MATLAB: How to make data files available to the code running on MATLAB Distributed Computing Server

attachcomputingMATLAB Parallel Servermdcsparallelpcttoolboxupload

I have a MATLAB program which uses some data files. These files are currently stored on my local computer. I can use these data files without issue when running parallel code on my local machine, but when I try to run on my MATLAB Distributed Computer Server cluster, I receive errors saying that the files cannot be found.
How can I make these data files available to my code running on the cluster?

Best Answer

There are three ways to make local data files available to workers on a cluster:
1) *Create a _job_ for your computation, and attach files to the job.* This option does not require infrastructure changes but will not scale well if you have many workers, large files, or a large number of files.
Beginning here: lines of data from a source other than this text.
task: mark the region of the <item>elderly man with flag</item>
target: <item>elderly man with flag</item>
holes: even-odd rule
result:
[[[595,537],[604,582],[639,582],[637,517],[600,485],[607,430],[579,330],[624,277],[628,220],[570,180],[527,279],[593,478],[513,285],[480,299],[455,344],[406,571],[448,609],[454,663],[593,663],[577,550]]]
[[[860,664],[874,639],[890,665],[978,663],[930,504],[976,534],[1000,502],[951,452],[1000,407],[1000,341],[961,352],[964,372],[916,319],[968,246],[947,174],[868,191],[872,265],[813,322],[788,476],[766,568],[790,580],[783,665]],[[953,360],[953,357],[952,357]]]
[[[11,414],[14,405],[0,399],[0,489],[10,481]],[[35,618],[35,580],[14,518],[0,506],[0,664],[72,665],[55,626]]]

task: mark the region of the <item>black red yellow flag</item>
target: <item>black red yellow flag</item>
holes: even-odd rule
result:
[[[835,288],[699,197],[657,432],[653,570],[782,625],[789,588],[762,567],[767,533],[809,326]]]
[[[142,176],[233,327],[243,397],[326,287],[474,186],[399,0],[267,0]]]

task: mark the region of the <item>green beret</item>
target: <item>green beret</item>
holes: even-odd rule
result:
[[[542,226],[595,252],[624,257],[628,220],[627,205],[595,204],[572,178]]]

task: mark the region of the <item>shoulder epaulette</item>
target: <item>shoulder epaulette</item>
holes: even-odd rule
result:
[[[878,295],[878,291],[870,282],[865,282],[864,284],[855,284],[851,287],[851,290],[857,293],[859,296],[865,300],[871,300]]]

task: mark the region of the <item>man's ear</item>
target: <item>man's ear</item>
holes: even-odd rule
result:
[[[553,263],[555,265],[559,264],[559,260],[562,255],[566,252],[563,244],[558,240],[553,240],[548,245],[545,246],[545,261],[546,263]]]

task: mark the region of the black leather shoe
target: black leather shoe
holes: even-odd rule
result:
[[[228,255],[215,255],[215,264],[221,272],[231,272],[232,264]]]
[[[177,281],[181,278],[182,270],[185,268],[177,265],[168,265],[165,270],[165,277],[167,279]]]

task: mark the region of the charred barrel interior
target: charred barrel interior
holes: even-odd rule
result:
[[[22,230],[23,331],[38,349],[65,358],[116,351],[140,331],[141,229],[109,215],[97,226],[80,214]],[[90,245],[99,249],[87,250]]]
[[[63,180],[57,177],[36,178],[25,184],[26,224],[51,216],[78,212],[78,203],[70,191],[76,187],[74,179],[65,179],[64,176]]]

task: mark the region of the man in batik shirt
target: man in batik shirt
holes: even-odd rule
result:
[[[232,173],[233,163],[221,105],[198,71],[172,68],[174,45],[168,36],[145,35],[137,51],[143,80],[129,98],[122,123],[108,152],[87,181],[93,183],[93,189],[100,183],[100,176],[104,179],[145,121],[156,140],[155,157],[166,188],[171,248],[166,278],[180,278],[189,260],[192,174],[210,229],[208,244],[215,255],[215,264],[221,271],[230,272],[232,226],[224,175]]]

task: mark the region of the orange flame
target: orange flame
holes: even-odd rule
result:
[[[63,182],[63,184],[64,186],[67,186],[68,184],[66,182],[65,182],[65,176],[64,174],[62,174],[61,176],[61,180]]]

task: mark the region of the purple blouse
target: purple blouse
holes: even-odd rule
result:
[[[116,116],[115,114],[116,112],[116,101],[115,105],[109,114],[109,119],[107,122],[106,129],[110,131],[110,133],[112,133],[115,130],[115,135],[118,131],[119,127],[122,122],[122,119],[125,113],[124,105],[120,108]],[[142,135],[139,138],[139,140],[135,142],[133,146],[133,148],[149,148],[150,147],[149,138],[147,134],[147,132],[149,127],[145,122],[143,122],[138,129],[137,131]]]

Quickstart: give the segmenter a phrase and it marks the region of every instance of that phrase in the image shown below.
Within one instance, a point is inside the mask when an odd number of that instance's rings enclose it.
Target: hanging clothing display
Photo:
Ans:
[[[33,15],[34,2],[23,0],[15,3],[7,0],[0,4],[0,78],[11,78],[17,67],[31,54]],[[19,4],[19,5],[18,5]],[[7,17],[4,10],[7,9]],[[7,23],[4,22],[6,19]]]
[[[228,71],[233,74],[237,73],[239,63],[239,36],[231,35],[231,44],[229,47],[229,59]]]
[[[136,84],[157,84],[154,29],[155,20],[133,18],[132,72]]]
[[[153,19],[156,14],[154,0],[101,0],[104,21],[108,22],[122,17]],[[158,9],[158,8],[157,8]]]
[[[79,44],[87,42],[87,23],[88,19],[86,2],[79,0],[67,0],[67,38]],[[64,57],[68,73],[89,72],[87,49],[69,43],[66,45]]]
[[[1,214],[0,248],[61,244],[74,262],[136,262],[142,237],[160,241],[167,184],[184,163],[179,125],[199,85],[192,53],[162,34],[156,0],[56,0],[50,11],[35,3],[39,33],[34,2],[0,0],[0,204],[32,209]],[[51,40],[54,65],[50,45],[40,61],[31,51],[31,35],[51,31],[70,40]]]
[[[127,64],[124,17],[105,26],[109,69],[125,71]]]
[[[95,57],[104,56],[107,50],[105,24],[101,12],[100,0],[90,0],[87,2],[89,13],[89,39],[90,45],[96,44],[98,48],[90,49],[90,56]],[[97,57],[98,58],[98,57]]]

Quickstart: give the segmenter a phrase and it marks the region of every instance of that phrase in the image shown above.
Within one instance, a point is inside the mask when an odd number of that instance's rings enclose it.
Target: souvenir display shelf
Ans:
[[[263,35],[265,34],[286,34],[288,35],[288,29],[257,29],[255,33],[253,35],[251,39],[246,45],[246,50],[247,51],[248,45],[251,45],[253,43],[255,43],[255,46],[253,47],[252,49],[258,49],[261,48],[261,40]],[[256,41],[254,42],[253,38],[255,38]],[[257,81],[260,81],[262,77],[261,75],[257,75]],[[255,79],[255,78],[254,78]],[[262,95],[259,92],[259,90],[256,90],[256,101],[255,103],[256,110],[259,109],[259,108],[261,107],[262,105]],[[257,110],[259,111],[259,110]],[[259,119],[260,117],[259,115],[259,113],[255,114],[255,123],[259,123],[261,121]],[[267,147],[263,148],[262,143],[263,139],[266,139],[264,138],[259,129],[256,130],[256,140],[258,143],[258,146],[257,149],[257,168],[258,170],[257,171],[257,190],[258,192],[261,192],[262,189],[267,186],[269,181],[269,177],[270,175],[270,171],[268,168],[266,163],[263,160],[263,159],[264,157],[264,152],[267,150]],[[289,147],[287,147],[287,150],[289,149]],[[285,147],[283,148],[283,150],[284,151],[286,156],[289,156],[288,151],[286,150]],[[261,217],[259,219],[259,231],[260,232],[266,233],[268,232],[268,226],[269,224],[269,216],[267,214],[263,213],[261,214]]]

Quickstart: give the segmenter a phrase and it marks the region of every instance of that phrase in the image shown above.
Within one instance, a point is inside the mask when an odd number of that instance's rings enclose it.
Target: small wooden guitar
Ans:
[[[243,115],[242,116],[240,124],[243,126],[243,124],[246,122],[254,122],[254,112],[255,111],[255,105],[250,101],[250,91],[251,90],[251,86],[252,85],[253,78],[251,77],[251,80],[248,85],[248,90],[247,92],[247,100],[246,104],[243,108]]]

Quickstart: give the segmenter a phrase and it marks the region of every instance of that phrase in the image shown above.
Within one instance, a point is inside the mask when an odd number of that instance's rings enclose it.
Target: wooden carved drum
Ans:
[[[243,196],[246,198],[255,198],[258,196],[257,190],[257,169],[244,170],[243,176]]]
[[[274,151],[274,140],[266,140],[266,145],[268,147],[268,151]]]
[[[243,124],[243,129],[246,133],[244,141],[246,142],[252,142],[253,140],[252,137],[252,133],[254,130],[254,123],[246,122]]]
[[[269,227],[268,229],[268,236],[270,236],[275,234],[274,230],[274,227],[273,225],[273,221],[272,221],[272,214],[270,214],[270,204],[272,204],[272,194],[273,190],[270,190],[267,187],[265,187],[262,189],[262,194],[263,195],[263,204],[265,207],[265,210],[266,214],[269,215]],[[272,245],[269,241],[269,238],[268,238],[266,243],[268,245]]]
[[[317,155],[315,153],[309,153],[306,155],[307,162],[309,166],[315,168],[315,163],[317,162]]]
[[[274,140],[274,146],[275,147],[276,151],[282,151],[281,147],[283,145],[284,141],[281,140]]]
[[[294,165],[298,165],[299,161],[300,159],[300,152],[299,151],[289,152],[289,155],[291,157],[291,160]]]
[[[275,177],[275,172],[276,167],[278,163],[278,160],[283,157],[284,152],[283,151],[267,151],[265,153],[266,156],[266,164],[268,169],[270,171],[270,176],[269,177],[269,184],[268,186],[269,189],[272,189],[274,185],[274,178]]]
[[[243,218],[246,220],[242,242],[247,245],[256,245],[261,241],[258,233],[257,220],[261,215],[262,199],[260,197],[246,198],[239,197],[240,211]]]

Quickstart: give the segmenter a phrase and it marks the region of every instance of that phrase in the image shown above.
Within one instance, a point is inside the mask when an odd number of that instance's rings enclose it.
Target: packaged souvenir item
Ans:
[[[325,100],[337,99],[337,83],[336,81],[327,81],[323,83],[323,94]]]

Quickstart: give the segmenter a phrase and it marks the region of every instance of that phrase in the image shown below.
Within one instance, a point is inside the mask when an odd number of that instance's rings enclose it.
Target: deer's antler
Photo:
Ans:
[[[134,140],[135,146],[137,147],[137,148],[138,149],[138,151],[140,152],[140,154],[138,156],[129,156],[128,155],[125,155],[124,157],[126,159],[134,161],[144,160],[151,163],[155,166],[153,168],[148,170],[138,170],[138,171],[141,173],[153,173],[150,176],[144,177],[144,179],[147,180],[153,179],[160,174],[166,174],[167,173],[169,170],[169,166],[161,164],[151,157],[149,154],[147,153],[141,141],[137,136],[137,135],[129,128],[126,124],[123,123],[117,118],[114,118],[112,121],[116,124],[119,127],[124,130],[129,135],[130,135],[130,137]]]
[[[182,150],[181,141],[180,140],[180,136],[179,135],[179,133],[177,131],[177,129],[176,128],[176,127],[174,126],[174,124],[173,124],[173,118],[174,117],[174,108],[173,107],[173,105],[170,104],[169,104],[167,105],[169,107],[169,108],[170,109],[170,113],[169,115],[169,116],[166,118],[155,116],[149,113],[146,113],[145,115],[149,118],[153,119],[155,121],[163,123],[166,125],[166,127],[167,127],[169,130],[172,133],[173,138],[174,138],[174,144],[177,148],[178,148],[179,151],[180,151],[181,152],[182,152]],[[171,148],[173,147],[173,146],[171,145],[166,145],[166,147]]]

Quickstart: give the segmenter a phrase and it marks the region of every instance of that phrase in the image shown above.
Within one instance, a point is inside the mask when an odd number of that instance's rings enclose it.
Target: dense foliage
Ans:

The following example creates a job with attached files, adds a task, and submits the job. The code will need to be changed to refer to just the filename included in 'AttachedFiles', instead of the path to the file on the local machine.
c = parcluster('myRemoteClusterProfile');
j = createCommunicatingJob(c,'AttachedFiles', {'myData.csv'});
t = createTask(j, @myFunc, 1, {10,10}); % myFunc has 1 output argument and two inputs
submit(j); % Submit the job to the cluster so it can be run
Refer to the following documentation for more information about creating jobs for a cluster:
*2) Start a parallel pool, and attach files to the job. *This option is very similar to (1), but files will be attached to parallel pool instead of a job. The files will remain on the workers while the pool is open. The same considerations apply to this approach as (1). Example:
c = parcluster('myRemoteClusterProfile');
poolobj = parpool(c);
addAttachedFiles(poolobj, {'file1.mat'});
Refer to the following documentation for more information about attaching files to a parallel pool:
3) Place the data in a networked file share which the worker machines can access. This option may require some infrastructure changes depending on your network, however this option scales better for large files and many workers. Your code would need to use the path to the data at the network location instead of the path to the data on the local hard drive.